Munich Security Report warns int'l order "under destruction" amid U.S. policy shifts-Xinhua

Munich Security Report warns int'l order "under destruction" amid U.S. policy shifts

Source: Xinhua| 2026-02-10 12:35:45|Editor: huaxia

BERLIN, Feb. 10 (Xinhua) -- The latest Munich Security Report has sounded the alarm over the systematic dismantling of the international order and the rise of what it calls "wrecking-ball politics."

The annual report was published on Monday ahead of the 62nd Munich Security Conference (MSC), scheduled to take place from Friday to Sunday in Munich, southern Germany.

In the report's foreword, MSC Chair Wolfgang Ischinger noted that, in the conference's recent history, rarely have so many fundamental questions been on the table at the same time regarding European security, the resilience of the transatlantic partnership, and the international community's ability to manage an increasingly contested world.

The report emphasized that the "recalibration" of U.S. foreign policy has triggered dynamics whose full consequences are only beginning to emerge, stating that the implications of this shift are "hard to overstate."

The title of the report, "Under Destruction," reflects the organizers' concerns about the current international system.

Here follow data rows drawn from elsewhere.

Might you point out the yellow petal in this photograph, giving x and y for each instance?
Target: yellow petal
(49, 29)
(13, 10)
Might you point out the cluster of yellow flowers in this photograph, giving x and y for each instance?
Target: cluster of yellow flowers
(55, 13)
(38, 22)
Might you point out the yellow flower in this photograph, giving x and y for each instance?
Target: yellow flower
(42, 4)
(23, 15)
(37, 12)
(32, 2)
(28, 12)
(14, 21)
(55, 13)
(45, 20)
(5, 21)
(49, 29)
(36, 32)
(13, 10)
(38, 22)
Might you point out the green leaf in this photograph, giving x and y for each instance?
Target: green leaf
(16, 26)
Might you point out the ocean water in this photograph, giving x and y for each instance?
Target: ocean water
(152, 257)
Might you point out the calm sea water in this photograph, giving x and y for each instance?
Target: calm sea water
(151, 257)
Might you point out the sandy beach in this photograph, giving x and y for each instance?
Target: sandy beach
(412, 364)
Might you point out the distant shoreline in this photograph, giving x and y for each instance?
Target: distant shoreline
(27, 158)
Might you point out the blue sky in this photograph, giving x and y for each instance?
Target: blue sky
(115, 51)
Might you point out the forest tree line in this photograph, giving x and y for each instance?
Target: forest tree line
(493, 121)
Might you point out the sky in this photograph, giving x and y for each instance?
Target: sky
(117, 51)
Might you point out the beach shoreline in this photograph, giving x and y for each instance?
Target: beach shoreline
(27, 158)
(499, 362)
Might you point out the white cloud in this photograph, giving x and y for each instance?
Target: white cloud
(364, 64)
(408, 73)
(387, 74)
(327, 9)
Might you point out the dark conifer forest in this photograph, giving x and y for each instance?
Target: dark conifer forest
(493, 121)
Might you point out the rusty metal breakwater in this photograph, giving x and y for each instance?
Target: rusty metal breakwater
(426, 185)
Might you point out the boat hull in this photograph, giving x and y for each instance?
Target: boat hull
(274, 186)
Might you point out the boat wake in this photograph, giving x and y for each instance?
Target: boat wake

It noted that more than 80 years after its construction began, the post-war international order is now "under destruction."

According to the report, the current U.S. administration has renounced core elements of the existing international order, a posture manifested in withdrawals from key frameworks such as the WHO and the Paris Agreement on climate change.

In the economic sphere, the report noted that Washington has "openly dispensed with the rules of global trade it once helped create."

Following U.S. President Donald Trump's declaration of "Liberation Day" on April 2, 2025, Washington imposed "vast, non-WTO-compliant tariffs on nearly every country," the report said, adding that the average rate has risen to 15 percent -- a level last seen in the 1930s and nearly eight times higher than the previous year.

The report also detailed a shift toward "wrecking-ball politics," where some leaders prefer "obliteration over reform" and "symbolic acts of destruction over the slow work of institutional adaptation."

It warned that this approach could lead to a world shaped by "transactional deals rather than principled cooperation," adding that the resulting transatlantic rift has left the United States "unrecognizable" to most Europeans.

According to Ischinger, more than 50 members of the U.S. Congress are expected to attend the upcoming three-day event in Munich.